Security of OpenSSL ECDSA signatures
Dan Kaminsky
dan at doxpara.com
Tue May 24 18:21:26 EST 2011
On Tue, May 24, 2011 at 1:15 AM, Aris Adamantiadis <aris at 0xbadc0de.be>wrote:
> Le 24/05/11 10:08, Damien Miller a écrit :
> >
> > I guess if you wanted to dither (pun!) then you could do something like:
> >
> > + duration = (duration + (arc4random() & 1) ? 999 : 0) / 1000;
> >
> > to make it random whether you round up or down, but I suspect that would
> > increase the infomation leaked rather than decrease it.
> >
>
> I think that shooting in the dark in order to block unknown timing
> attacks is likely to worsen the problem rather to mitigate it.
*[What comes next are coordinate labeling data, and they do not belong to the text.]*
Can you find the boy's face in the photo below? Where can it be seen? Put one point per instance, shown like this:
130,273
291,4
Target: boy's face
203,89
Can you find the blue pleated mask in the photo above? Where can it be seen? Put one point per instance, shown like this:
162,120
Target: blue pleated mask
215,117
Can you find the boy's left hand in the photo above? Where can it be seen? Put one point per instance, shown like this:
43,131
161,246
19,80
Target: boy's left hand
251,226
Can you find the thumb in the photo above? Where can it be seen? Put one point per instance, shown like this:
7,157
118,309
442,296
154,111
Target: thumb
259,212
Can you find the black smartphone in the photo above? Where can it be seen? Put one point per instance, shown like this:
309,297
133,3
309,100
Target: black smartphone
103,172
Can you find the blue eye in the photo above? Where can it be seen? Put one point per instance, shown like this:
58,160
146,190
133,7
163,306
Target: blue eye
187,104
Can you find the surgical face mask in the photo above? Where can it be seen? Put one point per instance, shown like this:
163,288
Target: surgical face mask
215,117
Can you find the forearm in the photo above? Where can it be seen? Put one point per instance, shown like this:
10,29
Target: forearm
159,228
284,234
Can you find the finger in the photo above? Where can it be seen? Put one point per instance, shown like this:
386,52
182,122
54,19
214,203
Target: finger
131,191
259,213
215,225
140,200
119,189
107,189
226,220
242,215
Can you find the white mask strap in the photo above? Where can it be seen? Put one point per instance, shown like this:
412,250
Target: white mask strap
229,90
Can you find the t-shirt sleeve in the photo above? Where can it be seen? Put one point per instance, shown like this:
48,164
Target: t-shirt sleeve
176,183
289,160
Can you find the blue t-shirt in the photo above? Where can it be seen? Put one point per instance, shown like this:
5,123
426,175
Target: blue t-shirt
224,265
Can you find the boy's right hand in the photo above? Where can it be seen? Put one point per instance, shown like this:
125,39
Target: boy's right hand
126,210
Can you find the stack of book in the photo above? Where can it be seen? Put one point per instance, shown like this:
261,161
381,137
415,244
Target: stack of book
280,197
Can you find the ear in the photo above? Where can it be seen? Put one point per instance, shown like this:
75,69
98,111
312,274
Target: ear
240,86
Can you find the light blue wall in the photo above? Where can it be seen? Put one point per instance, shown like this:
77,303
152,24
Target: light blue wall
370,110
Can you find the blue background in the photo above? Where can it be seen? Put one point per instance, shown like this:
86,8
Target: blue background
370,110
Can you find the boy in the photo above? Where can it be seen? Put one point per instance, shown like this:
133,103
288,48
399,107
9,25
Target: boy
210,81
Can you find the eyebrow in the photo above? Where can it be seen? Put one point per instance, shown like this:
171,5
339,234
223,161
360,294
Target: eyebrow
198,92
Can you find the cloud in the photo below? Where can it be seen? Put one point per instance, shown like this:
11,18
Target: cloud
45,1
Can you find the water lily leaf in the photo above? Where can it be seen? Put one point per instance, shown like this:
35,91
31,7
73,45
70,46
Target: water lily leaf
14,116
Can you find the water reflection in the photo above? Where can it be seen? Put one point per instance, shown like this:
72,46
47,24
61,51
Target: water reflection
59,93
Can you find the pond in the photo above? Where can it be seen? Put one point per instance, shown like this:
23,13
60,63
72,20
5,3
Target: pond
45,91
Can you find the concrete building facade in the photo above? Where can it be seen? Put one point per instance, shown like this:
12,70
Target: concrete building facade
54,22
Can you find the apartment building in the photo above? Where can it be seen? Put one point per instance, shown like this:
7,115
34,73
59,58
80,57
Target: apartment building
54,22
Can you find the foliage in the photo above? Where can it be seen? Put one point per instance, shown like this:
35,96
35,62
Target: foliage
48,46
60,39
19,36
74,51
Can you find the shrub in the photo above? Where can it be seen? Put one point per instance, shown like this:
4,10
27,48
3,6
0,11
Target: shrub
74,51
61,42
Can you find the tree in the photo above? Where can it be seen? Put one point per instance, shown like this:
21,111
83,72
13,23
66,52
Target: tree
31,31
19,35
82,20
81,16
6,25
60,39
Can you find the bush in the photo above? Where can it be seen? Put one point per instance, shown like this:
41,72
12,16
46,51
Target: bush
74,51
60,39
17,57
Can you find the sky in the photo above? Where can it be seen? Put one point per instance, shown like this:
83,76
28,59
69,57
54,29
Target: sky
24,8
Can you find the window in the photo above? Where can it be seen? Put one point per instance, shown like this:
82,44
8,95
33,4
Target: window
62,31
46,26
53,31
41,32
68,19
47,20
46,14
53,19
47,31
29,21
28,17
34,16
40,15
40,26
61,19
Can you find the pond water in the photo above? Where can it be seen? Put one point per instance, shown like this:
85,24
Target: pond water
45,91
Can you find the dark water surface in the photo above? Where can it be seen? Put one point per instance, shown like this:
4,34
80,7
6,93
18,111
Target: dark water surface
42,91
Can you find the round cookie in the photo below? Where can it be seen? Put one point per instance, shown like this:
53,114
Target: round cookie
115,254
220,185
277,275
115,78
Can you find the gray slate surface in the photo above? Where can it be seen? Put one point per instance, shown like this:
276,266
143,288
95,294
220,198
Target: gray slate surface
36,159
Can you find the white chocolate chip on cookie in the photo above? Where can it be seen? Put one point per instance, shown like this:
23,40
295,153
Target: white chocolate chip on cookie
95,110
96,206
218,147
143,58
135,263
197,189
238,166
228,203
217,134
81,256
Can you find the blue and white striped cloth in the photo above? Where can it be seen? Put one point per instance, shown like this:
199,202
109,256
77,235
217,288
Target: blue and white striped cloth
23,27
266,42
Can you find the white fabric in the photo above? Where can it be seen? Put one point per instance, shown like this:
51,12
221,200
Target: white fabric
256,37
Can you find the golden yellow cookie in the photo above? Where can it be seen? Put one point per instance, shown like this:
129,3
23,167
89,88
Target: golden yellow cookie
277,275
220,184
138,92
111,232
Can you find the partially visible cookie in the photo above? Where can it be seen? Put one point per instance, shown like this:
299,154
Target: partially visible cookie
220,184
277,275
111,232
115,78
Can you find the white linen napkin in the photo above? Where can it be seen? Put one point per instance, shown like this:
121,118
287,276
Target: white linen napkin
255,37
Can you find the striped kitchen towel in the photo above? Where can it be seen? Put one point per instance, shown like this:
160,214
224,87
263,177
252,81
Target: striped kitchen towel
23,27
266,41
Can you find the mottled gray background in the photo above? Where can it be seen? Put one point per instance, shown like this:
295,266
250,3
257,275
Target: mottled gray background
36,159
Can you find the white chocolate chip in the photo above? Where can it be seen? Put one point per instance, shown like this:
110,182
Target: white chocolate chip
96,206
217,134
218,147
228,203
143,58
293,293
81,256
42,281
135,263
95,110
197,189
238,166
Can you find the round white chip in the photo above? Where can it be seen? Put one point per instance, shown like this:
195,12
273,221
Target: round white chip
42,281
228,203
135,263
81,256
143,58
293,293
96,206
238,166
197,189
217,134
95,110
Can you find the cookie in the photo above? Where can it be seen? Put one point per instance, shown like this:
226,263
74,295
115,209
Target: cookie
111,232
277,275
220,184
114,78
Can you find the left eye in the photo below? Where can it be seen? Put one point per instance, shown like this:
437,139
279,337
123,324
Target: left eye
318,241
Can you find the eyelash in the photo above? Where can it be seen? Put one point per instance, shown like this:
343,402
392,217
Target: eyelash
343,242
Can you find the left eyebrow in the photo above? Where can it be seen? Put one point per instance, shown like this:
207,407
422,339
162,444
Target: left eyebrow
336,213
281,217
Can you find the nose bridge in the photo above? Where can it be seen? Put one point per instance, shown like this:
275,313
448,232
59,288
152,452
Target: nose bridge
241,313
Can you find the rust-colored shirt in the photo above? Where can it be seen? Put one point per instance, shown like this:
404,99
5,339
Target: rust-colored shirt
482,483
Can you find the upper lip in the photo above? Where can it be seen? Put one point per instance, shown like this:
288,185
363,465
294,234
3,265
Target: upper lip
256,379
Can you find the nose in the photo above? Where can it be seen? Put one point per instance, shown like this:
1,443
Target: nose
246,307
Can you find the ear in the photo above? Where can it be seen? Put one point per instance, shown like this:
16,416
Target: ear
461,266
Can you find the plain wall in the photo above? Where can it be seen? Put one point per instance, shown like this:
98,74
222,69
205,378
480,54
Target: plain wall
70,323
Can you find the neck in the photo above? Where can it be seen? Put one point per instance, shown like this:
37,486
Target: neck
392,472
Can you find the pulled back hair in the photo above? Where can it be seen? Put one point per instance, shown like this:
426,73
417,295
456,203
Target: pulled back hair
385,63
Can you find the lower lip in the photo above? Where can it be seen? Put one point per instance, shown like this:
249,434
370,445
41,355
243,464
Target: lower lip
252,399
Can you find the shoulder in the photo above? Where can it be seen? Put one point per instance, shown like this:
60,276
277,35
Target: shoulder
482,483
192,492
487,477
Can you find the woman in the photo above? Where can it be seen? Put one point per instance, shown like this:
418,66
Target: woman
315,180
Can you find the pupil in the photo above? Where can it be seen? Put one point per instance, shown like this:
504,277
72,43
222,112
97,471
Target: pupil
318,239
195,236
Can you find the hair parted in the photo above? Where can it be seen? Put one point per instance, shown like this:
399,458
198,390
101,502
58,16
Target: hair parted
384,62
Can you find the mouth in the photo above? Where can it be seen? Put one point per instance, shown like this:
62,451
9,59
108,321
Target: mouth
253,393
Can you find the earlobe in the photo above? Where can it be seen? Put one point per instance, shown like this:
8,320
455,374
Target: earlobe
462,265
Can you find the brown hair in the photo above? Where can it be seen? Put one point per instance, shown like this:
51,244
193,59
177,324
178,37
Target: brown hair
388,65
Wouldn't
> be better to "simply" analyze the upstream algorithm and try to make it
> O(1), whatever the situation ?
> As said in the thread, putting timer loops will not stop side infoleaks
> like cpu load, cache misses etc.
>
It's the quotes around "simply" that belie everything. I had someone swear
up and down that MD5 was always constant time. And it should be.
MD5 in Javascript isn't. It just isn't, not even close.
Other people can pretend local security works; I'm simply going to focus on
the network case. My assumption is that OpenSSH simply borrows the ECDSA
implementation from OpenSSL and doesn't have the degrees of freedom to learn
how to make it either constant or uncorrelated (as in RSA blinding) time.
It does have the freedom to delay network traffic, however.